Please scroll down to last week's blog post for an interesting newscast that might answer a question of yours.

We have completed a new needs assessment to help us plan what to learn this semester. The three themes will be: 1) health, 2) travel and transportation, and 3) Canada.

Under those themes we talked about possible topics, such as:

  • preventing dementia
  • teeth
  • VRBO / Air B&B
  • comparing modes of transportation for travel
  • buying a ticket (travel)
  • geography of Canada
Okay, buckle up! It looks like we are going to become travel experts. It will be fun to tie together travel with Canadian geography. I can't teach it all, so you will have to do your fair share in the way of reports and presentations. I think Peiji's report on Banff has got everyone excited to travel this gorgeous land.
Banff, Alberta

Cheers!

Friday, January 31, 2020

In the New Semester

This week we bid farewell and good luck to exiting students and new Canadian citizens Nabil and Raja. We hope they will meet us in public when we go on field trips! Meanwhile, as soon as she finishes her virus quarantine, another student recently returned from China will be re-joining our class after a very long absence. We are also getting a new student Monday.

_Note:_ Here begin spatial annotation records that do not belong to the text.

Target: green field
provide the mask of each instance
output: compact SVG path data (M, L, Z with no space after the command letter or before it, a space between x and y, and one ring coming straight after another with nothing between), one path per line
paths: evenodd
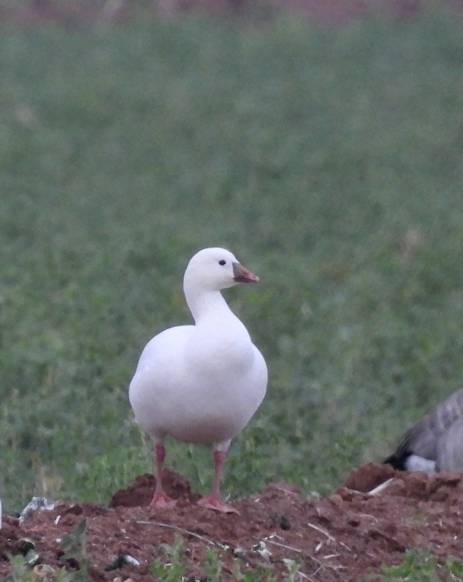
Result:
M107 502L153 470L127 389L189 322L190 256L267 360L223 492L326 494L463 383L463 29L140 17L0 34L0 492ZM167 464L205 491L206 447Z

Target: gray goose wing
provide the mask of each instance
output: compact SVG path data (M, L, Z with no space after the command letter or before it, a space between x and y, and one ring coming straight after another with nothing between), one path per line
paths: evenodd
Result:
M454 466L460 459L463 469L463 389L412 427L384 462L405 470L411 455L436 462L437 470L450 470L448 466Z

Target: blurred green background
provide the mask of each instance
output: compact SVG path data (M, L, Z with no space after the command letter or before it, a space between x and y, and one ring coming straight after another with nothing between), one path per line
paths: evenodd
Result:
M463 381L463 28L140 12L0 24L0 491L106 503L153 469L129 382L190 321L190 257L261 278L226 298L268 363L232 496L324 495ZM168 443L200 491L206 447Z

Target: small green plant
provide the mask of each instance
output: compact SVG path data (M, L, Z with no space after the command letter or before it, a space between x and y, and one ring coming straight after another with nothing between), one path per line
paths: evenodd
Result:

Monday was Y Olympics, and my room became the quiet room for table games while the rest of the student body and teachers got boisterous in the gym with hilarious competitions like stacking beanbags on one's forehead.
SET! (rules went out the window)

Quarto won Mensa game of the year when it came out!

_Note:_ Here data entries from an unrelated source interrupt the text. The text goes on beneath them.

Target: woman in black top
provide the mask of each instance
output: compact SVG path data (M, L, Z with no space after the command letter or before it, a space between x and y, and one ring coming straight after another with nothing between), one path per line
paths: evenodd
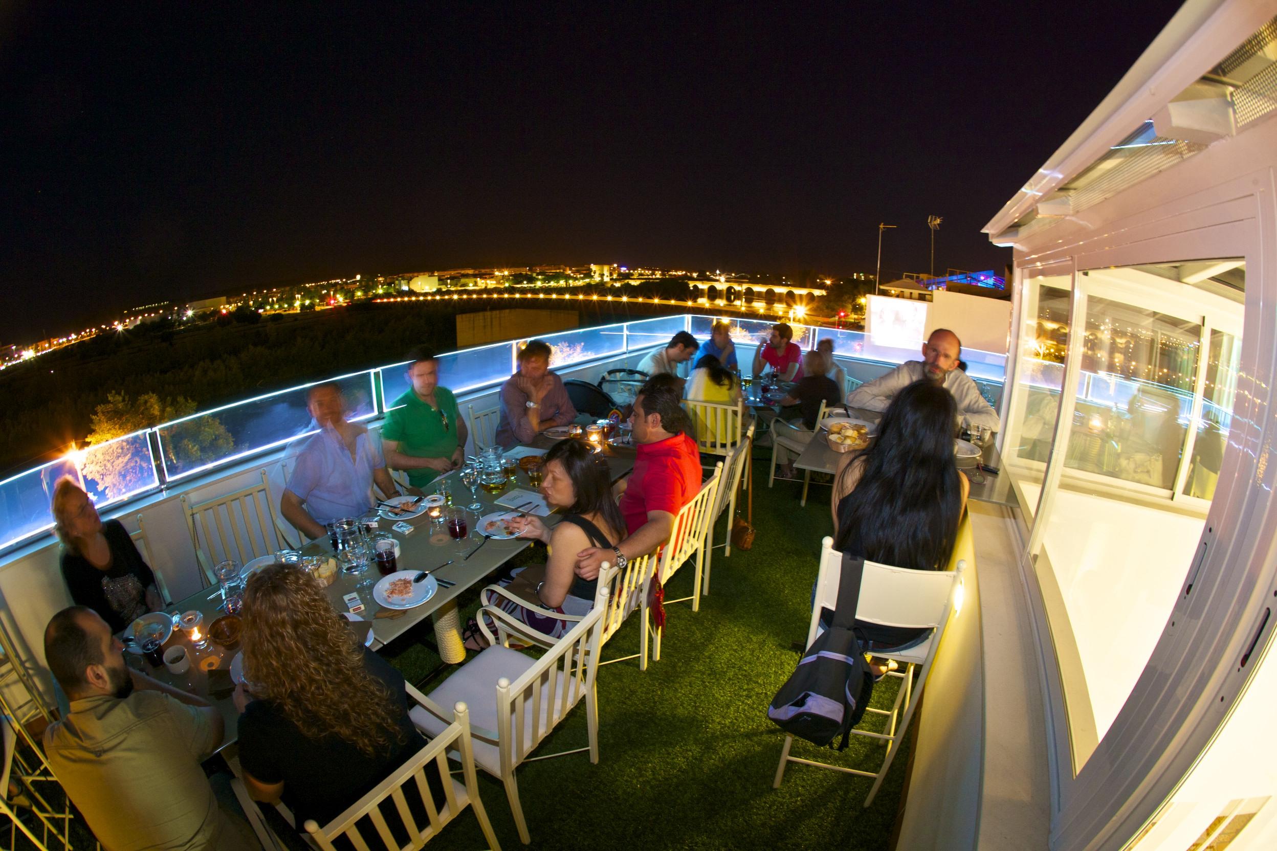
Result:
M776 417L771 424L771 445L776 453L779 473L784 478L793 478L793 461L802 454L816 433L820 403L824 402L826 408L843 403L843 392L825 375L824 355L817 351L803 355L802 373L803 378L798 379L789 396L780 399L782 408L798 408L801 421L790 422Z
M235 689L244 785L323 825L425 746L404 676L365 648L324 589L273 564L244 589L244 679ZM442 800L438 773L427 776ZM418 820L418 824L421 822Z
M54 529L63 542L63 579L80 606L119 633L148 611L163 609L156 578L119 521L102 522L73 478L54 486Z
M541 494L550 508L567 512L553 529L545 527L541 519L529 514L516 518L513 524L521 526L522 538L535 538L549 545L545 566L531 566L516 570L515 577L524 574L516 587L525 588L541 609L549 609L561 615L581 616L594 607L596 579L586 582L576 575L576 554L587 547L610 550L624 537L626 523L621 509L612 499L612 477L608 464L596 455L582 440L561 440L545 454L545 478ZM525 574L530 572L530 574ZM535 577L536 582L531 582ZM484 605L495 605L520 619L533 629L552 638L564 635L575 621L547 618L535 609L520 606L516 602L493 593L487 588L479 595ZM480 643L483 635L471 635L471 647Z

Saadallah said he has the same exact magnetic travel game as mine at his home.

Thursday you had your conferences with me, and everyone gave me useful feedback. Here are some suggestions and comments from you:

Another school promoted me too quickly from level one to three to five, skipping levels. I have never learned the common level two words. My goal is to learn level 2 vocabulary solidly.

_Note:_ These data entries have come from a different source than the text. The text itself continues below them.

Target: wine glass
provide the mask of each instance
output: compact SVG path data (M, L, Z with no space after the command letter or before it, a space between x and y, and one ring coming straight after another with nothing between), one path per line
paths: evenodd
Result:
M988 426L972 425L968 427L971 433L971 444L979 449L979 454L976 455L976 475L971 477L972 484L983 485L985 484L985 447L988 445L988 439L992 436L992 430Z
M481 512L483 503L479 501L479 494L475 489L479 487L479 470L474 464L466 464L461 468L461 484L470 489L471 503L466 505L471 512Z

I want common everyday spoken English so I can understand a group of native speakers chatting around the water cooler at break time where I volunteer.

Please give us short, interesting stories.

My reading and writing abilities are strong. I need more speaking and listening. I know my listening skills are poor. I want a conversation partner who talks a lot, not a quiet one.

If you drop the level of this class in February, please give me extra material to read. (Two students said this.) Teach the same topic to both groups, the advanced and lower groups, but use a more difficult, richer version for the advanced group.

We benefit from giving presentations and doing role plays and skits because it forces us to practice a lot until we remember the phrases in English. Making our brains work hard staves off dementia, you said.

It is hard for me to focus when so much is going on back home (violence, war).

All of you expressed appreciation for the CONTENT of our modules and said you really benefited from learning about Uber, air travel, hearing and hearing loss, falling and falls prevention, the LIHN, and the new dental health program for seniors in Ontario.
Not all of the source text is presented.